The Atlantic Council, a non-partisan think tank, recently published its own white paper, "Sustainable Aviation Fuel Policy in the United States: A Pragmatic Way Forward," in which it outlined a list of initiatives that would need to be promoted to establish a viable SAF market and even the playing field against conventional petroleum fuels. Among them are establishing a SAF specific blender’s tax credit to encourage fuel production and escalation into the fuel supply; providing an excise tax exemption from the Airport and Airways Trust Fund’s domestic commercial fuel tax to reduce the current price gap with fossil jet fuel; and improving SAF’s credit generation level by updating the fossil fuel emissions baseline that SAF is compared against.
In July, Neste announced that it had begun shipping Texas-finished SAF to California for delivery via a standard multi-product pipeline instead of truck to San Francisco International Airport (SFO) for airline use. That was followed in September with an announcement of a partnership between Neste and Signature Flight Support consisting of an offtake agreement of five million gallons to establish “permanent supplies” of SAF at SFO and the UK’s London Luton Airport, marking Signature as the largest FBO purchaser of the sustainable fuel.
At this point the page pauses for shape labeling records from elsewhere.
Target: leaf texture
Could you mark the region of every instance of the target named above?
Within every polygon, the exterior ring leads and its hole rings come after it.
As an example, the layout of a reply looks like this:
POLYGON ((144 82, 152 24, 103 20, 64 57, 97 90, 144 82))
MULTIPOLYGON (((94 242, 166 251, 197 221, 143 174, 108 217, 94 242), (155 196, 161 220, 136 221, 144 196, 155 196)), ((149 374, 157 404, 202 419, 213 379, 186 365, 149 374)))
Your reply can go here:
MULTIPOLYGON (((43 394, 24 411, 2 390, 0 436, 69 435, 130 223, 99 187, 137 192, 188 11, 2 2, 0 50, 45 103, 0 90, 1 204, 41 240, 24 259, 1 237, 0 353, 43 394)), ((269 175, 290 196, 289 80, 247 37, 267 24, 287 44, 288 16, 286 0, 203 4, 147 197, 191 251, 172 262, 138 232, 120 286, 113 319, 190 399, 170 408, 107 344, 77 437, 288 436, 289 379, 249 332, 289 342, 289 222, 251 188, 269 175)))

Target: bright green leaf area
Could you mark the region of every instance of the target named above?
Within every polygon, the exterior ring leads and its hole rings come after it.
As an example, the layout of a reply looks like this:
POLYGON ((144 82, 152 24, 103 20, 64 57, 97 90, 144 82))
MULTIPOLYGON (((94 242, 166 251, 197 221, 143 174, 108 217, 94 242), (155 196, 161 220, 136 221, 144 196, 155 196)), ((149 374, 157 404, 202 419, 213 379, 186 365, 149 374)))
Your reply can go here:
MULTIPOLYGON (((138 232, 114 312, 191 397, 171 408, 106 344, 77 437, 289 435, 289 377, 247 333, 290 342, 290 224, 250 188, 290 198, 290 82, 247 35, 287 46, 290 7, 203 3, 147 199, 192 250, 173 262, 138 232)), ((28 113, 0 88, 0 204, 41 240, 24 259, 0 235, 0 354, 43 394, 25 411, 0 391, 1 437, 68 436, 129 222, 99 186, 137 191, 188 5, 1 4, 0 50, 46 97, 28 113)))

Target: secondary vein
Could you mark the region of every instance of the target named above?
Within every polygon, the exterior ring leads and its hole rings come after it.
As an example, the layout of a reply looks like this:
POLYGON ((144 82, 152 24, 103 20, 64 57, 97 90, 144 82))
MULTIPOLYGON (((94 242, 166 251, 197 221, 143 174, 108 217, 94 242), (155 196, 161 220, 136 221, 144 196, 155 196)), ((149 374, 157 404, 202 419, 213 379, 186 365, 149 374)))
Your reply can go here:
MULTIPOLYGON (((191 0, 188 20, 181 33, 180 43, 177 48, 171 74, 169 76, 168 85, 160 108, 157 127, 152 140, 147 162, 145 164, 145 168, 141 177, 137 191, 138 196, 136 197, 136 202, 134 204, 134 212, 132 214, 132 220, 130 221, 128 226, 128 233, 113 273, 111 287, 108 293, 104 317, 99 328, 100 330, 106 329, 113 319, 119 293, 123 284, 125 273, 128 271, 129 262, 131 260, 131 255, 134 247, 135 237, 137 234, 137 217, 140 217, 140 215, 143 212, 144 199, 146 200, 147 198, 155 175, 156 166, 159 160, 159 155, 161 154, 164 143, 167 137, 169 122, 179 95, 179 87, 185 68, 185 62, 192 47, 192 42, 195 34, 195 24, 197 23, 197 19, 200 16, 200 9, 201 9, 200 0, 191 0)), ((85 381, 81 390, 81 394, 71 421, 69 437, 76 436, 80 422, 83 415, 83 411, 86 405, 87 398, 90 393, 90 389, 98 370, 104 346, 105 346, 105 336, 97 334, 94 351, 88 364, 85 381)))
As part of the deal, NetJets agreed to the purchase of three million gallons of SAF, covering all of its flights from SFO and from its Columbus, Ohio headquarters as well, using book-and-claim in the case of the latter.
In addition, global operator VistaJet recently announced that, as part of its Sustainability in Aviation pledge, it has signed an agreement with SkyNRG to create a voluntary program that allows customers to specify if they wish to pay for the volume of SAF consumed in their flight, which is then distributed elsewhere through a book-and-claim mechanism.
Jet Aviation, which supplies SAF at its Van Nuys facility and provided SAF during the World Economic Forum demonstration event, is looking to establish permanent supplies of the fuel at its Swiss locations and then expanding it into its Netherlands FBOs, according to company president David Paddock. He also serves as this year’s chairman of GAMA.
Paddock alluded to a new legislative initiative from the European Commission known as ReFuelEU Aviation, which will be launched by the end of this year to help spur supply and demand for sustainable aviation fuels in Europe. Though some countries such as Norway have already initiated quota mandates on the use of SAF, the EC noted that “while sustainable aviation fuels have the potential to significantly reduce aircraft emissions, this potential is largely untapped as such fuels represent only 0.05 percent of total jet fuel consumption.” The EC concluded, “The present production and use of SAF in the EU is still negligible.”